2- Biochemical characterization of rhizobial isolates.
3- To study the phylogenetic relationship among chosen isolates by 16SrRNA gene.
4- To study the diversity of genomic DNA among isolates by Repetitive element sequence-based PCR (rep-PCR).
5- To amplify the nifH gene among chosen isolates by using Pcr technique.
6- To measure the efficiency of nitrogen fixation among the selected isolates by doing a field experiment.
Obtained data summarized in the followings:
All morphological tests proved that all tested isolates were rhizobia. They were gram negative bacteria, motile and rod shaped.
Biochemical tests showed some variations in their response and produced different chemicals. The biochemical tests included various tests, carbon sources, antibiotics, different rangs of pH, different concentration of NaCl and other biochemical tests.
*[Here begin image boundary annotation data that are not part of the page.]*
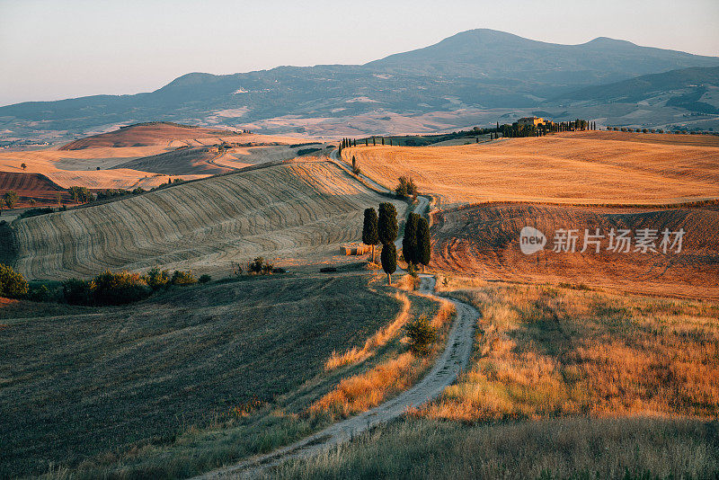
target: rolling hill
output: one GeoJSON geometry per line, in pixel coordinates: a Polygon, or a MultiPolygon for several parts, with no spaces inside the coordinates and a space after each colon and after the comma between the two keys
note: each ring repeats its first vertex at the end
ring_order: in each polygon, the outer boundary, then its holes
{"type": "Polygon", "coordinates": [[[319,262],[359,240],[363,209],[386,200],[329,162],[264,166],[18,220],[14,264],[31,279],[67,279],[108,268],[226,272],[260,255],[319,262]]]}
{"type": "MultiPolygon", "coordinates": [[[[480,29],[365,65],[280,67],[223,76],[191,73],[152,93],[8,105],[0,107],[0,127],[22,136],[37,135],[39,128],[32,122],[38,120],[43,120],[46,134],[172,120],[301,133],[312,125],[309,119],[342,119],[346,124],[348,118],[377,111],[403,117],[473,108],[516,111],[584,86],[717,66],[717,58],[607,38],[559,45],[480,29]],[[271,119],[275,121],[262,123],[271,119]]],[[[373,131],[371,125],[360,129],[373,131]]]]}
• Carbon sources included: Glucose, Fructose, Sucrose, Lactose, Sorbitol, Mannose, and Maltose.
• Antibiotics discs included: Ampicillin (AM-10), Ofloxacin (OFX-5), Clindamycin (DA-2), Trimethoprim / sulphamethoxazole (SXT-25), Cloxacillin (CX-1), Tobramycin (TOB-10), Meropenem (MEM-10), Amoxycillin / Clavulanic acid (AMC-30), Rifamycin (RF-30), Cephalexin (CL-30), Oxacillin (OX-1), Gentamicin (CN-10), Streptomycin (S-10), Imipenem (IPM-10) and Chloramphenicol (C-30).
• pH ranges included: 4,5,6 and 8.
• NaCl concentration ranges included: 0.5%,1%,2% and 4%.
For phylogeny study 16SrRNA gene was isolated from all rhizobial isolates by using PCR amplified and DNA sequencing. Nucleotide sequences of every isolate were compared to known nucleotide sequences in gene bank using nucleotide BLAST and we obtained accession numbers for all isolates understudy on gene bank.
The 16S rRNA gene fragments of isolates was 1500 base pairs. The DNA sequences of 16SrRNA genes comparison lead to detection of twenty five species of Rhizobium leguminosarum. Also, nifH gene region was amplified for all isolates. Phylogenetic tree based on partial 16SrRNA sequence demonstrated two clusters; first cluster contained three groups with similarity from 98 to 100%. the second subcluster contained two groups.
The rep-PCR results were summarized. The polymorphic and monomorphic bands were produced from the PCR amplification. About 100 bands resulted from the six rep-PCR primers. Out of them, 21 bands were monomorphic with a monomorphism average of 21%, while 79 bands were polymorphic bands with a polymorphism average of 79 %. The highest polymorphism among R. leguminosarum isolates was revealed by BOX-A1 primer (88.3%), followed by that revealed by ScoT-12 primer (87.5%). However, the lowest polymorphism was 68.75% resulted from application of rep-16 primer.
We used reflict primers for amplification of nif H gene as presented. All amplified nif H showed the same molecular weight which came to be 336bps.
Least symbiotic efficiency appeared in isolates numbers MNF-9(87.95), MNF-15(84.77), MNF-13(73.98) and MNF-12(78.46), and the highest symbiotic efficiency appeared in isolates MNF-21(169.3) and MNF-23(138.72).